Hamilton steel company gets 12 more days to try to stay alive
'This is the most pressure I’ve ever been under': Steelworkers union negotiator
A beleaguered Hamilton steel company won a last-minute reprieve from liquidation on Wednesday as a judge granted a 12-day extension to get a deal on the table to keep the company going.
Speaking to a crowd of lawyers and nervous steelworkers, Superior Court Justice Glenn Hainey wished the union negotiators and potential buyer well.
"He wished us good luck," said Tony DePaulo, assistant to the United Steelworkers director that oversees Ontario. "He said, 'I hope you can pull this off.'"
This is the most pressure I've ever been under.- Tony DePaulo, assistant to United Steelworkers District 6 director
The company, Hamilton Specialty Bar, has been in trouble since January, when its doors were suddenly shut and its operations sent into a receivership under the control of a trustee.

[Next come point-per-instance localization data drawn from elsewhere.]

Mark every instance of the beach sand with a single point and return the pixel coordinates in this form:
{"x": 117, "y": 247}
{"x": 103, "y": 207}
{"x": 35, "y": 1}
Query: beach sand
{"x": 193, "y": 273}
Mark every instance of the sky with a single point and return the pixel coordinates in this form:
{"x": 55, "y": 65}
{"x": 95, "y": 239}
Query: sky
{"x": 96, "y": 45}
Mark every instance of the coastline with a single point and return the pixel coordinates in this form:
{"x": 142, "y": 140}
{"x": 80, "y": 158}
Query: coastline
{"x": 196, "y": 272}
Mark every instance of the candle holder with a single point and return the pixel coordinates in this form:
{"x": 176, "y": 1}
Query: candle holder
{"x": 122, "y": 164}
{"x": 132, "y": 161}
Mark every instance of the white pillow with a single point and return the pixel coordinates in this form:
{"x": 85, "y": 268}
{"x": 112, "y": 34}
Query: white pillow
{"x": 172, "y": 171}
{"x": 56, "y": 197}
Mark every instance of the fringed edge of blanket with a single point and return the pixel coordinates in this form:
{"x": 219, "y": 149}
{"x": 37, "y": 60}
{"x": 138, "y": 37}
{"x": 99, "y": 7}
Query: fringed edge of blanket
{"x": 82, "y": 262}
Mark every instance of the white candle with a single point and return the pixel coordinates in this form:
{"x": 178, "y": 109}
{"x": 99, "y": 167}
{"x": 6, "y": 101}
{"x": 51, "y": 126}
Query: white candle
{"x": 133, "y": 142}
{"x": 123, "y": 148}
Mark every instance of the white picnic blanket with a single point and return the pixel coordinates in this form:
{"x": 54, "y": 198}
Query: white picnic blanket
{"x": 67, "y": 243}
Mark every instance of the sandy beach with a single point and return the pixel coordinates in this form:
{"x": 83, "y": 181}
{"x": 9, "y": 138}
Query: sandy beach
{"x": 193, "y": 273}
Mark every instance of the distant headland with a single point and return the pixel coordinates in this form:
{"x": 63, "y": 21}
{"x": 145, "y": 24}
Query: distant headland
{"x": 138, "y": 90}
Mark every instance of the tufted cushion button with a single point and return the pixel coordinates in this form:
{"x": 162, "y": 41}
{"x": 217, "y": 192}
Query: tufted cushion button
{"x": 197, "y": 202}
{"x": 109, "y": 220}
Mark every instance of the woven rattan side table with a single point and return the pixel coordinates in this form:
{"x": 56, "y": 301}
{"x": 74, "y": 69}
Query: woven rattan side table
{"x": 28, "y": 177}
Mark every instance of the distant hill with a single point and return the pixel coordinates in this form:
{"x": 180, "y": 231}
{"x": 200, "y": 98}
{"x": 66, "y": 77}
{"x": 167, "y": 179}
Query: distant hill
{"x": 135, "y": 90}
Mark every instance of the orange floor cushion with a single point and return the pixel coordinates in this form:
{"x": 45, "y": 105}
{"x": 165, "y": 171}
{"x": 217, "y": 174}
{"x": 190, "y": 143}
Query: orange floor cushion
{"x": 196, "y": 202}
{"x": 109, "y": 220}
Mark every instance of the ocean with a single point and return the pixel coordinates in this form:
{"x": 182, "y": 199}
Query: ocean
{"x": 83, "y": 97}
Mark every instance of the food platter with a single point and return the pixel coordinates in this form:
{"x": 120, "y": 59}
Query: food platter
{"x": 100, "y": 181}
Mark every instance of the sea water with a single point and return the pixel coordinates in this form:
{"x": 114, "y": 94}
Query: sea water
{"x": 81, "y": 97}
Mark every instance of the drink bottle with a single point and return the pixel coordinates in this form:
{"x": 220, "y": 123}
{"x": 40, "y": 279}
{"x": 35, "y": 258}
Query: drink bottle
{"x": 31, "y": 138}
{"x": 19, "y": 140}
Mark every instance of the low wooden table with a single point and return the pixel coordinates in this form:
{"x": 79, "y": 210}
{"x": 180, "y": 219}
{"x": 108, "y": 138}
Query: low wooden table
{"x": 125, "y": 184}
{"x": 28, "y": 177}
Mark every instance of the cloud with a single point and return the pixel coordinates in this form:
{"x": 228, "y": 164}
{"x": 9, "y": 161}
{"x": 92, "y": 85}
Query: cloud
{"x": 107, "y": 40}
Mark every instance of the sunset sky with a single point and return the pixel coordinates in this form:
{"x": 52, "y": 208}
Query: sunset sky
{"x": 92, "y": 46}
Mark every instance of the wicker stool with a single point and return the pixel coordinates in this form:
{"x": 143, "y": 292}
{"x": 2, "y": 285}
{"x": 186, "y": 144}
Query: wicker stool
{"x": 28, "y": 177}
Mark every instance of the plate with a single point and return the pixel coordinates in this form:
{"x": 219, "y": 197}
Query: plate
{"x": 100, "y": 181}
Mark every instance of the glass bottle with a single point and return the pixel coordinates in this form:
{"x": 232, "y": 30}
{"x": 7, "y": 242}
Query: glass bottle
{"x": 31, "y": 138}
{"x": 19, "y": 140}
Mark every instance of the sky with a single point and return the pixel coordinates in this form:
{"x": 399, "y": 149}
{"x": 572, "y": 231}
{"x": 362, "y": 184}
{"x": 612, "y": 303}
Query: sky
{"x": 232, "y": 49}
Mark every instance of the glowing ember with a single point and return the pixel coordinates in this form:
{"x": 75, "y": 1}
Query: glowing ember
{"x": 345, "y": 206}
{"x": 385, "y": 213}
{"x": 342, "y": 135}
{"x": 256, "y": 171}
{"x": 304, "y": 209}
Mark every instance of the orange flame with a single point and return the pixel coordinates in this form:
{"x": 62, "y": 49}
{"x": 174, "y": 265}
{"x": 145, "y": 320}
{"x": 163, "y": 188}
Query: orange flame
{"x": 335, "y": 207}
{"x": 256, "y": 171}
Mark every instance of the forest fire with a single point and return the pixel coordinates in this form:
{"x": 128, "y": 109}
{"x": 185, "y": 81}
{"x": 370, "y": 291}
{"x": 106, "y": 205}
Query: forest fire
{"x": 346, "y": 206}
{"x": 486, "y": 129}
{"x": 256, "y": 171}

The first week of January, company executives told the union, United Steelworkers Local 4752, that they had a "cash flow problem" and wouldn't be running.
The court-appointed receiver called back 170 unionized workers to crank out orders for the company's top three clients left in the lurch by the news of the shutdown.
Those orders ran out in February and the majority of workers have been temporarily laid off while they await news of the company's future.
New York company shows 'tremendous interest' in keeping company running
New York-based firm KAL Advisory Partners came to discussions about buying the company late and has showed "tremendous interest" in keeping the company going, DePaulo said.
"They've been working around the clock," he said. "They've done in two weeks what ordinary buyers would take three months to do."
DePaulo also praised the firm's willingness to kick the tires at a time when American steel tariffs were threatened to apply to Canadian steel.
Short timeline to make it work
This isn't DePaulo's first time in court with a troubled steel company; he's been through both Stelco restructurings and is currently involved in the Algoma saga in Sault Ste. Marie.
But this deal skipped the restructuring protections of the Companies' Creditor Arrangement Act (CCAA) and went straight to a receivership with a shortened timeline.
"This is the most pressure I've ever been under," DePaulo said. "I'm not very happy about how this all transpired."
Near the top of the agenda for the next two weeks is something called a "Dutch auction" in which the potential buyer will go to the company's former customers and ask what they'd be willing to commit to buying from Hamilton Specialty Bar.
With those commitments in hand, the company can then apply for financing and figure out how big the workforce would need to be to make that much product.
Union negotiations to come
The union and the potential buyer will have a chance to sit at a negotiating table and try to make things work.
DePaulo said it's too early to know what concessions the unionized workers would be asked to make.
"You can't pay minimum wage to people making steel, but you know what? We're going into this optimistically."
Beyond the unionized workers, most of whom have now been laid off, the company also employed about 50 salaried workers. Another 400 retired workers and their families are also affected by what happens to the company.